Monday, March 24, 2008

Schmidt on Russo, Social Promotion and More

I asked George Schmidt to comment on work Alexander Russo did on social promotion - which we're calling "test-based retention" - in Chicago. Everytime I start to read someone's blog, George trashes them. I can't keep track of which status quo the Education Wonk crowd is defending. Or are they attacking the status quo? No. I get it. They are attacking the old status quo and defending the new (corporate-style mayoral control) SQ.

I'll keep reading Russo's blog anyway. (Has anyone seen Russo and Rotherham in the same place? I'll check out their workshop with Jenifer Medina of the NY Times at AERA on Thurs. and report back.)

Excerpts from George (he is referencing this piece by Russo):
What Russo is doing is recycling conservative talking points, then dressing them up with some twists as "fact." Note that he never actually talks about numbers, but froths into metaphor and some quips. The reason is that at every point, the numbers are nasty. The kids who are kept back are screwed -- just as the data showed from as far back as the New York Gates programs -- for life. The schools don't improve, either. What happens is a massive triage, with the minority of better scoring children (usually, middle class) slowly being siphoned off into magnet, charter and selective enrollment schools, while the remaining public schools receive the "leftover kids" (as they have been called in New Orleans, and in some schools here).

Russo has a way of dodging facts and ignoring data, except when he is cherry picking to fit his conservative biases.

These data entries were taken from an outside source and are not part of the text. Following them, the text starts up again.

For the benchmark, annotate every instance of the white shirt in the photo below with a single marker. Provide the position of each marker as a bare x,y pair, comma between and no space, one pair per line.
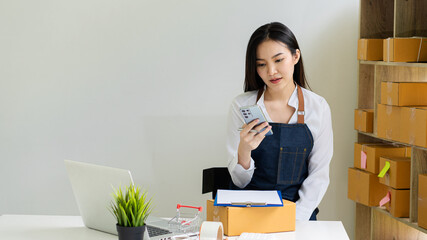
318,119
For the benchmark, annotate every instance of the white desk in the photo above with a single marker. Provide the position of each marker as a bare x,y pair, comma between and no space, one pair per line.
34,227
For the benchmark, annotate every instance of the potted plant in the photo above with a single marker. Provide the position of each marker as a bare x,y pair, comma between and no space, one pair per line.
131,209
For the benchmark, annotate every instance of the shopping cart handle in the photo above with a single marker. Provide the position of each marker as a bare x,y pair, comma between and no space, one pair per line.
178,206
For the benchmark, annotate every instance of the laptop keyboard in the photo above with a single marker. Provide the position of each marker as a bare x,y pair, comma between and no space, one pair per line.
155,231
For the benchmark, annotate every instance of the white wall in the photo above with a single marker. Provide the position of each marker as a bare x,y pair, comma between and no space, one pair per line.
146,85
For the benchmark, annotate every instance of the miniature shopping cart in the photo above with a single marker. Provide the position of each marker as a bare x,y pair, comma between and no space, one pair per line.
186,220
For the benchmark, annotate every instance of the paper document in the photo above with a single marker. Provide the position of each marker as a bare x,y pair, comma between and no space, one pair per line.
248,197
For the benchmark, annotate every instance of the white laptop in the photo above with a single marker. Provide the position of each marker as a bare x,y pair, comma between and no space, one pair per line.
93,186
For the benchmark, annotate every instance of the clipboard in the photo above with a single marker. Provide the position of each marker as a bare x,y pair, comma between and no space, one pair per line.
248,198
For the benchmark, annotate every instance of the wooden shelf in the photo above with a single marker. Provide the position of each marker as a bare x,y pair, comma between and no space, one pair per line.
376,19
405,64
392,142
405,221
410,18
383,19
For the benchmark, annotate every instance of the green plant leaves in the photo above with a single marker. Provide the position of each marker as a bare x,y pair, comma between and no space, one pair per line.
132,208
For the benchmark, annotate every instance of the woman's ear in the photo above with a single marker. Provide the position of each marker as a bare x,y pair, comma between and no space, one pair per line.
296,56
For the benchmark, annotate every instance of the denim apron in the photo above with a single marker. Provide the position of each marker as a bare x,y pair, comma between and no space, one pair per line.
281,160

What's amazing about Russo's piece is that he can ignore what now amounts to more than ten years of history and information, then spin out the same lies about "ending social promotion" that were being served up by right wing pundits a decade ago, when Chicago was in the vanguard of test-based "standards and accountability" long before No Child Left Behind.

George's full piece with some Russo quotes is over at Norm's Notes right here.
And some responses to Russo's piece from Leonie Haimson here.

1 comment:

ed notes online said...

Alexander Russo said [on the Norms Notes blog]..

please note that schmidt, ever a stickler for accuracy, somehow fails to realize throughout this entire post and his addendum that the article he's reading is from early 2005.

for all his length, he also fails to find any major substantive errors in the piece, and fails to note that the piece was critical of the student retention policy as a get-tough measure.